Moreover, the increased potential of dispersal (via water transfers) serves only to emphasise the overall pattern of restricted gene flow detected in P. australiensis lineages A and B occurring in regulated (Nepean Catchment) stream channels. The patterns of isolation by distance detected by the NCA within lineages A and B in the Nepean Catchment would seem less likely to arise by human-mediated dispersal than natural processes. This suggests that generally P. australiensis is not being moved among subcatchments during periodic water transfers.

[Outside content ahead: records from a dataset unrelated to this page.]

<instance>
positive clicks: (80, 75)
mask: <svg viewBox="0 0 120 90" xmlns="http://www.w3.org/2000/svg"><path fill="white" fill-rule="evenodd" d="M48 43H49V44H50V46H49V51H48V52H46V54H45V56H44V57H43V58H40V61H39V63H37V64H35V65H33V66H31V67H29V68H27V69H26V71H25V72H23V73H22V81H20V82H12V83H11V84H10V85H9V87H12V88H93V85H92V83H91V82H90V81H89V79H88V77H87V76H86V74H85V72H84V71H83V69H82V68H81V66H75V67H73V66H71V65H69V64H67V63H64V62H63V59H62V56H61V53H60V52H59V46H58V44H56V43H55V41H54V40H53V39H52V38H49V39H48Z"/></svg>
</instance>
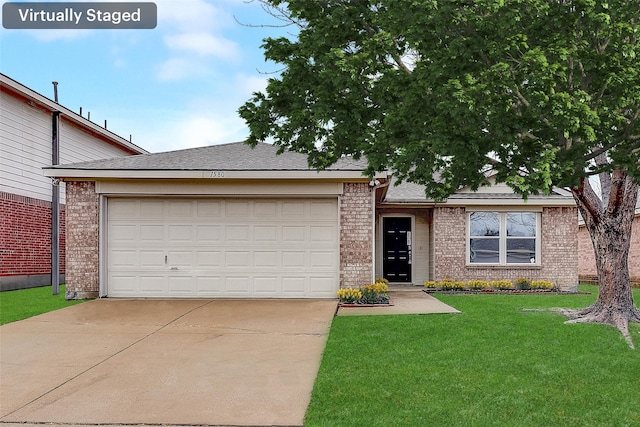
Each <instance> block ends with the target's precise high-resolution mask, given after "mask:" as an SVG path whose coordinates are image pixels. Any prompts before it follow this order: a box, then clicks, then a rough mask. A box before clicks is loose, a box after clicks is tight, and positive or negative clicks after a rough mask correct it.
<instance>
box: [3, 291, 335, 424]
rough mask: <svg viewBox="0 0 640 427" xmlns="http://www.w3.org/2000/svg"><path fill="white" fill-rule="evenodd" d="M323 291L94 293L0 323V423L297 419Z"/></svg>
mask: <svg viewBox="0 0 640 427" xmlns="http://www.w3.org/2000/svg"><path fill="white" fill-rule="evenodd" d="M336 304H337V302H336V301H335V300H170V301H169V300H96V301H90V302H86V303H84V304H80V305H76V306H72V307H69V308H66V309H63V310H58V311H55V312H51V313H47V314H43V315H40V316H36V317H33V318H31V319H27V320H23V321H20V322H15V323H10V324H7V325H3V326H1V327H0V427H6V426H9V425H21V426H23V427H24V426H25V425H29V424H37V425H42V424H47V425H72V426H81V425H96V424H110V425H117V424H123V425H141V424H145V425H149V424H151V425H232V426H263V425H270V426H271V425H273V426H300V425H302V423H303V419H304V414H305V412H306V409H307V406H308V404H309V401H310V398H311V390H312V388H313V382H314V380H315V377H316V374H317V371H318V367H319V365H320V358H321V355H322V351H323V349H324V345H325V343H326V339H327V335H328V332H329V327H330V325H331V320H332V318H333V315H334V314H335V312H336Z"/></svg>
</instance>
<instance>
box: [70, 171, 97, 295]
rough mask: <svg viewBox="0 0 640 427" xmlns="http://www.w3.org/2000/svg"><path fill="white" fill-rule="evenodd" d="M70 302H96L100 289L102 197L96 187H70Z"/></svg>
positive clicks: (85, 183) (93, 183) (88, 184)
mask: <svg viewBox="0 0 640 427" xmlns="http://www.w3.org/2000/svg"><path fill="white" fill-rule="evenodd" d="M67 225H68V231H67V266H68V268H67V276H66V279H67V298H68V299H83V298H95V297H97V296H98V293H99V289H100V282H99V268H100V263H99V259H100V254H99V196H98V195H97V194H96V192H95V183H94V182H88V181H73V182H68V183H67Z"/></svg>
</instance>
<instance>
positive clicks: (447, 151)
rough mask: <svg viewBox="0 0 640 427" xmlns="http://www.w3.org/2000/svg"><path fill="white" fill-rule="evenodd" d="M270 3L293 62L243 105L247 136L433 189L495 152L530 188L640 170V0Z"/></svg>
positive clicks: (485, 161)
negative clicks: (269, 141)
mask: <svg viewBox="0 0 640 427" xmlns="http://www.w3.org/2000/svg"><path fill="white" fill-rule="evenodd" d="M271 3H272V4H273V6H274V7H279V8H286V9H281V10H286V15H287V17H288V19H290V20H291V22H292V23H293V24H294V25H298V26H299V33H298V35H297V37H296V38H295V40H290V39H289V38H285V37H282V38H277V39H267V40H266V41H265V44H264V46H263V47H264V49H265V56H266V57H267V58H268V59H271V60H273V61H275V62H277V63H279V64H283V65H284V66H285V67H284V69H283V71H282V73H281V74H280V75H279V76H277V77H273V78H271V79H269V83H268V86H267V89H266V93H257V94H254V97H253V99H252V100H250V101H249V102H247V103H246V104H245V105H244V106H243V107H242V108H241V109H240V113H241V116H242V117H243V118H245V119H246V120H247V122H248V123H249V127H250V131H251V135H250V138H249V142H250V143H256V142H257V141H261V140H266V139H269V138H271V139H273V141H274V142H275V144H276V145H279V146H281V147H282V148H283V149H292V150H295V151H300V152H304V153H307V154H308V155H309V160H310V164H311V165H312V166H314V167H317V168H323V167H326V166H328V165H330V164H332V163H333V162H335V161H336V160H337V159H338V158H339V157H340V156H342V155H355V156H356V157H357V156H360V155H364V156H366V158H367V159H368V161H369V165H370V172H371V173H373V172H374V171H375V170H384V169H391V170H393V171H394V173H395V175H396V176H397V177H399V178H401V179H408V180H410V181H413V182H418V183H421V184H424V185H426V187H427V192H428V195H430V196H432V197H435V198H443V197H446V196H448V195H449V194H451V193H452V192H454V191H456V190H457V189H459V188H460V187H461V186H467V185H468V186H470V187H471V188H472V189H477V188H478V187H479V186H481V185H486V184H487V180H486V176H485V174H484V173H483V172H485V171H486V169H487V166H488V164H489V163H490V164H491V167H492V168H493V169H494V170H495V172H496V173H497V176H496V178H497V180H498V181H499V182H506V183H507V184H509V185H510V186H511V187H512V188H513V189H514V190H515V191H517V192H518V193H520V194H523V195H527V194H531V193H537V192H540V191H541V192H548V191H549V190H550V189H551V187H552V186H553V185H555V186H563V187H571V186H576V185H578V182H579V179H580V178H581V177H586V176H588V175H595V174H598V173H600V172H608V173H611V172H612V171H613V170H616V169H624V170H626V171H627V172H628V173H629V174H630V175H632V176H634V177H636V178H638V177H640V167H639V163H638V162H639V159H640V125H639V123H640V120H639V119H640V118H639V115H640V67H639V65H638V63H639V62H640V42H639V40H640V39H639V37H640V3H639V2H637V1H636V0H612V1H609V2H602V1H595V0H579V1H570V0H515V1H501V0H475V1H461V0H454V1H435V0H425V1H409V0H383V1H364V0H363V1H346V0H327V1H306V0H292V1H289V2H286V3H285V2H281V1H273V2H271ZM599 155H600V156H599ZM488 159H490V162H488ZM597 159H600V160H601V161H599V162H597V161H596V160H597ZM434 176H436V177H438V179H437V180H435V181H434V179H433V178H434Z"/></svg>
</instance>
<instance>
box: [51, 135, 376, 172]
mask: <svg viewBox="0 0 640 427" xmlns="http://www.w3.org/2000/svg"><path fill="white" fill-rule="evenodd" d="M277 151H278V147H276V146H274V145H271V144H266V143H259V144H258V145H256V147H255V148H252V147H251V146H249V145H247V144H246V143H244V142H234V143H229V144H222V145H211V146H207V147H199V148H189V149H185V150H176V151H167V152H163V153H154V154H141V155H137V156H128V157H119V158H115V159H107V160H95V161H88V162H82V163H73V164H66V165H57V166H52V167H48V168H45V175H47V176H57V177H62V178H65V177H67V178H71V177H94V178H100V177H118V178H209V177H222V176H221V175H220V173H222V172H224V177H225V178H251V177H254V178H276V179H277V178H296V177H303V175H307V174H310V173H312V174H315V175H319V176H327V174H332V175H333V176H337V175H341V176H345V177H353V178H360V179H363V178H365V176H364V175H363V172H364V170H365V169H366V167H367V162H366V160H365V159H360V160H358V161H356V160H353V159H352V158H350V157H343V158H341V159H340V160H339V161H338V162H337V163H336V164H334V165H332V166H330V167H329V168H327V169H326V170H324V171H316V170H314V169H312V168H310V167H309V165H308V162H307V156H306V155H305V154H301V153H296V152H292V151H285V152H283V153H281V154H280V155H278V154H277ZM212 173H214V175H211V174H212ZM301 174H302V175H301ZM381 176H382V175H381ZM384 176H386V175H384ZM384 176H382V177H384Z"/></svg>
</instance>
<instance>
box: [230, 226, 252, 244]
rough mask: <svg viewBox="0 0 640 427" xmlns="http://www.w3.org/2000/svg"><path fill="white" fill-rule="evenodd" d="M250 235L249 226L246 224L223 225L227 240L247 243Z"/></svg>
mask: <svg viewBox="0 0 640 427" xmlns="http://www.w3.org/2000/svg"><path fill="white" fill-rule="evenodd" d="M249 236H250V226H248V225H227V226H226V227H225V237H226V239H225V240H226V241H227V242H241V243H248V242H249Z"/></svg>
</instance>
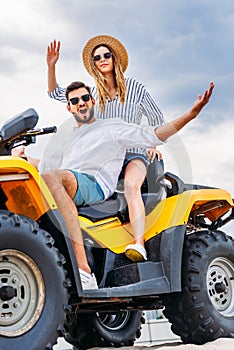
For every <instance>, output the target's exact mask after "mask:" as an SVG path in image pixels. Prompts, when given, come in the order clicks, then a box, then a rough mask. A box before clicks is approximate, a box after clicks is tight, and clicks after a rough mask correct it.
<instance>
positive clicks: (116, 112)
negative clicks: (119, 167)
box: [49, 78, 164, 154]
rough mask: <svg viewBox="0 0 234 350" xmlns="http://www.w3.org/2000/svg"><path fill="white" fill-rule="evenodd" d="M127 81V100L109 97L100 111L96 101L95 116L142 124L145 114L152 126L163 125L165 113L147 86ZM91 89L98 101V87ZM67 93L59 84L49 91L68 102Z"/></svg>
mask: <svg viewBox="0 0 234 350" xmlns="http://www.w3.org/2000/svg"><path fill="white" fill-rule="evenodd" d="M125 82H126V88H127V95H126V102H125V103H124V104H122V103H121V102H120V100H119V96H118V94H117V95H116V96H115V98H114V99H113V100H111V99H110V98H107V102H106V103H105V108H104V111H103V112H101V111H100V109H99V108H98V103H96V105H95V107H94V108H95V117H96V118H97V119H108V118H121V119H123V120H124V121H125V122H127V123H132V124H137V125H140V124H141V122H142V118H143V116H145V117H146V118H147V120H148V124H149V125H150V126H160V125H162V124H163V123H164V118H163V114H162V112H161V111H160V109H159V108H158V106H157V104H156V103H155V102H154V100H153V98H152V97H151V95H150V94H149V92H148V91H147V90H146V88H145V86H144V85H143V84H141V83H139V82H138V81H137V80H135V79H133V78H126V79H125ZM90 89H91V94H92V96H93V98H94V99H95V100H96V102H98V95H97V89H96V87H91V88H90ZM65 93H66V89H65V88H62V87H61V86H59V85H58V86H57V87H56V88H55V90H54V91H52V92H49V96H50V97H51V98H54V99H56V100H58V101H61V102H64V103H67V99H66V96H65ZM129 151H130V152H136V153H140V154H144V153H145V150H142V149H139V148H134V149H131V150H129Z"/></svg>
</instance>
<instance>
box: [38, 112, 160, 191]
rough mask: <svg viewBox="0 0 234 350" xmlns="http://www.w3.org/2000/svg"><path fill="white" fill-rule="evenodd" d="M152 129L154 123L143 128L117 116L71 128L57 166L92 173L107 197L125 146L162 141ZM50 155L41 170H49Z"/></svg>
mask: <svg viewBox="0 0 234 350" xmlns="http://www.w3.org/2000/svg"><path fill="white" fill-rule="evenodd" d="M154 129H155V126H153V127H152V126H144V127H142V126H139V125H135V124H129V123H126V122H123V121H122V120H121V119H118V118H113V119H107V120H96V121H95V122H93V123H91V124H83V125H82V126H81V127H79V128H78V127H77V128H73V132H72V136H71V134H70V139H69V145H68V142H65V144H66V145H63V150H62V155H61V154H60V158H61V159H60V161H61V164H60V166H56V168H59V169H72V170H75V171H78V172H80V173H86V174H90V175H93V176H94V177H95V178H96V180H97V182H98V183H99V185H100V186H101V188H102V190H103V193H104V196H105V198H108V197H109V196H110V195H111V194H112V193H113V192H114V191H115V189H116V186H117V181H118V176H119V174H120V171H121V168H122V165H123V161H124V158H125V153H126V149H127V148H132V147H141V148H152V147H154V146H157V145H160V144H162V143H163V142H162V141H161V140H159V139H158V137H157V136H156V135H155V132H154ZM58 147H59V145H58V143H57V144H55V147H54V150H55V151H56V152H57V148H58ZM52 154H53V152H52ZM50 157H51V156H50V155H48V153H47V155H46V157H45V159H44V163H43V161H42V164H41V167H40V171H41V172H44V171H47V170H50V165H49V164H50V163H51V160H52V159H49V158H50ZM52 163H53V162H52ZM43 164H44V165H43ZM53 168H54V169H55V167H53Z"/></svg>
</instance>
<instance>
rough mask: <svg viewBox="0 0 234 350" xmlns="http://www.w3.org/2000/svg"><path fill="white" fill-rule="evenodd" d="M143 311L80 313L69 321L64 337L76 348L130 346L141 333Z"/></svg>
mask: <svg viewBox="0 0 234 350" xmlns="http://www.w3.org/2000/svg"><path fill="white" fill-rule="evenodd" d="M142 323H144V317H143V313H142V312H139V311H134V312H133V311H131V312H130V311H122V312H116V313H112V312H102V313H100V314H98V313H89V314H80V315H78V316H75V317H74V318H73V319H72V320H70V322H69V327H68V333H67V334H66V337H65V339H66V340H67V342H68V343H70V344H72V345H74V346H75V347H74V350H76V349H80V350H81V349H89V348H92V347H121V346H132V345H134V341H135V340H136V338H139V337H140V335H141V331H140V330H141V324H142Z"/></svg>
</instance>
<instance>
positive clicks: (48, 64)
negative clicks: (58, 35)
mask: <svg viewBox="0 0 234 350" xmlns="http://www.w3.org/2000/svg"><path fill="white" fill-rule="evenodd" d="M60 46H61V43H60V41H58V42H57V41H56V40H54V41H51V43H50V45H49V46H48V48H47V56H46V61H47V65H48V66H54V65H55V64H56V63H57V61H58V59H59V50H60Z"/></svg>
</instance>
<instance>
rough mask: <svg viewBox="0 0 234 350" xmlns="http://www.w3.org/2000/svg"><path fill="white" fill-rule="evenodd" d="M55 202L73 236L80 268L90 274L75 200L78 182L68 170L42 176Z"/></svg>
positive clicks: (51, 172)
mask: <svg viewBox="0 0 234 350" xmlns="http://www.w3.org/2000/svg"><path fill="white" fill-rule="evenodd" d="M42 177H43V179H44V181H45V182H46V184H47V186H48V188H49V190H50V192H51V193H52V195H53V197H54V199H55V202H56V204H57V206H58V209H59V211H60V212H61V214H62V216H63V218H64V221H65V223H66V225H67V228H68V231H69V233H70V235H71V239H72V243H73V247H74V251H75V255H76V259H77V263H78V267H79V268H80V269H81V270H83V271H85V272H86V273H88V274H91V269H90V267H89V265H88V261H87V257H86V253H85V249H84V243H83V238H82V233H81V229H80V223H79V218H78V213H77V208H76V205H75V204H74V202H73V198H74V196H75V194H76V191H77V180H76V178H75V175H74V174H73V173H72V172H71V171H68V170H55V171H51V172H48V173H44V174H42Z"/></svg>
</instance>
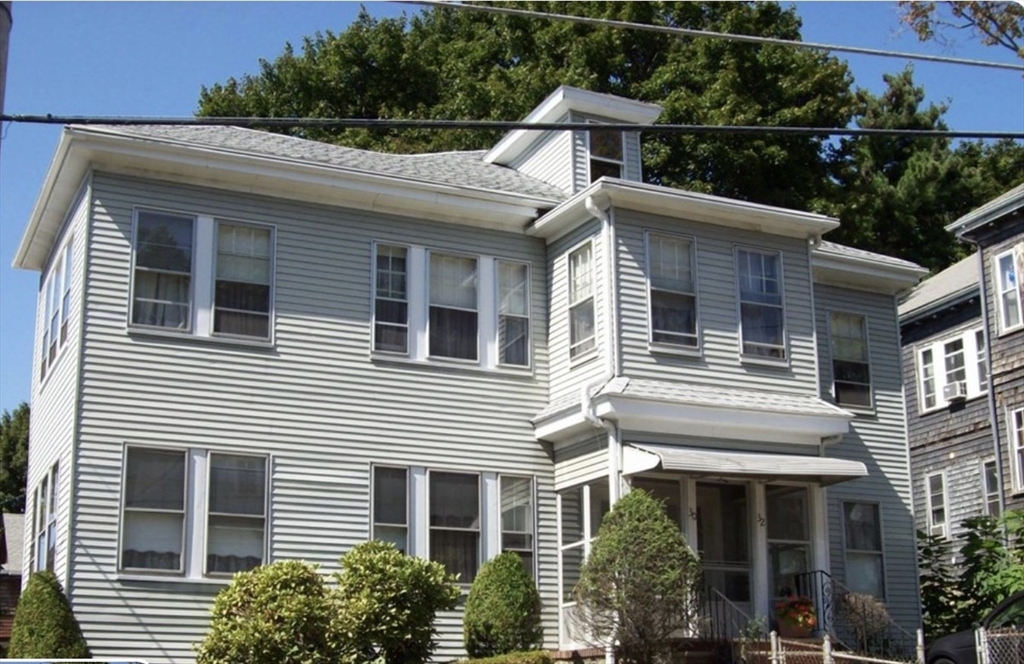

In the future, there are plans to augment sources of water supply to Sydney by constructing new dams or enlarging/upgrading existing ones. Also, a commercial coal seam lies beneath the upper Nepean Catchment and mining operations produce subsidence and will potentially alter drainage patterns and flow regimes within the catchment. Predictions relating to demographic and land use changes in the study area (Sydney Catchment Authority, 2002) highlight the need to consider strategies relating to catchment management and infrastructure works carefully.

Genetic analysis of samples collected thus far from south-eastern Australia suggests that two lineages (A and D) of P. australiensis, which may represent young species, are endemic to the SWSC (Cook et al, in review). The recolonisation ability of these taxa in upland streams of the SWSC as a whole must be considered poor. Our results suggest that if certain populations of P. australiensis are extirpated as a result of future environmental disturbance, they may either (a) contain geographically restricted lineages that will be sent extinct and/or (b) not be recolonised by local populations, due to limited dispersal and gene flow.